En tant qu'utilisateur·ice, on nous demande notre genre, notre âge, notre situation
de couple, puis plusieurs questions sont posées vis-à-vis de l'attitude du partenaire
à notre égard ou à celle de nos proches. Chaque question s'accompagne des réponses
« Jamais », « Parfois », « Souvent », «Tout le temps ». Àchaque fois, des exemples sont présentés afin que la victime puisse comparer sa situation avec ce qui est demandé.

Plusieurs profils d'avocates sont également mis en avant pour que les victimes puissent les contacter si besoin.
« La veille du jour oùj'ai lancé Opale, j'ai envoyé à mon cercle plus ou moins proche un lien vers le site avant de le publier au grand public. Le lendemain matin, j'ai regardé mon téléphone et une cousine éloignée m'avait envoyé ses réponses au questionnaire. Elle m'a dit qu'elle avait pris confiance en ce qu'elle ressentait et qu'elle était au commissariat de police. Je me suis effondrée en pleurant dans l'allée, et des messages comme ça, j'en ai tous les jours.

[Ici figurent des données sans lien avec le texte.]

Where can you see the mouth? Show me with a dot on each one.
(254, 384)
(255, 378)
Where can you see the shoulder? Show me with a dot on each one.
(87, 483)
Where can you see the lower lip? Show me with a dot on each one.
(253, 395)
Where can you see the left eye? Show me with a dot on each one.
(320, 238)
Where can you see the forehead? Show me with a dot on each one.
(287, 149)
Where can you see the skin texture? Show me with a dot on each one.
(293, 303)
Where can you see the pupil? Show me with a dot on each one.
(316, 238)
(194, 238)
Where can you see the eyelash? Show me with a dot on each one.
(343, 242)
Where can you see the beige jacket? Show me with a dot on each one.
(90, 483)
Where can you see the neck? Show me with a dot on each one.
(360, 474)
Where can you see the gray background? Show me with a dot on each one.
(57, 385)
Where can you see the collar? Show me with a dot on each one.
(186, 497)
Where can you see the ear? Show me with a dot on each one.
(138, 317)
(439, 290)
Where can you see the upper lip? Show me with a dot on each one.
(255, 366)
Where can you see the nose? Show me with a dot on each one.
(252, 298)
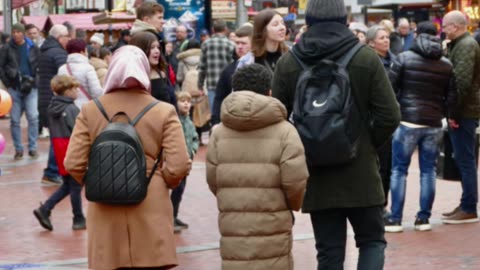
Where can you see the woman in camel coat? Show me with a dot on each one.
(139, 235)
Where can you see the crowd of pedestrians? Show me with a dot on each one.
(246, 88)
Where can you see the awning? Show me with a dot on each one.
(113, 17)
(384, 3)
(38, 21)
(21, 3)
(84, 21)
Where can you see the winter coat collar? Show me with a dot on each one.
(428, 46)
(326, 40)
(188, 53)
(77, 58)
(246, 110)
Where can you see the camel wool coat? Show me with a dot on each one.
(139, 235)
(256, 168)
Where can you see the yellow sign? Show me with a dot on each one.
(302, 4)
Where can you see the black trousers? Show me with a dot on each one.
(330, 230)
(176, 196)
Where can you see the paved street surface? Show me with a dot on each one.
(26, 245)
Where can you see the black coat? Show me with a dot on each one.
(424, 83)
(10, 62)
(52, 57)
(224, 88)
(358, 183)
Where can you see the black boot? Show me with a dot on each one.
(43, 216)
(79, 223)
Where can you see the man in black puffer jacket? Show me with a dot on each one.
(52, 56)
(424, 84)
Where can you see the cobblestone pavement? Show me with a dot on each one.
(25, 245)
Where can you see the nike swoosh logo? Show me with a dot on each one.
(318, 105)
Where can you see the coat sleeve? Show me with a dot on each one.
(464, 68)
(293, 169)
(221, 92)
(181, 72)
(195, 140)
(383, 107)
(395, 74)
(202, 67)
(93, 83)
(3, 63)
(78, 150)
(212, 163)
(59, 57)
(176, 162)
(283, 87)
(451, 98)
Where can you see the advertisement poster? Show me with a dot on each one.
(190, 13)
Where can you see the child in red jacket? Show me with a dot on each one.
(62, 113)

Mais d'un autre côté, ça prouve aussi que ça marche », conclut Vigdis.
Àl'occasion du 8 mars, Opale.care a publié les résultats d'une étude menée grâce
aux résultats obtenus par le questionnaire en ligne.
Si vous pensez être victime de violences sexistes, sexuelles ou psychologiques, n'hésitez pas à faire le test. Vous pouvez aussi appeler le 3919, vous tourner vers le CIDFF
de votre région ou contacter le CRAFS (Centre de référence sur les agressions facilitées par les substances). Plusieurs services sont à votre écoute.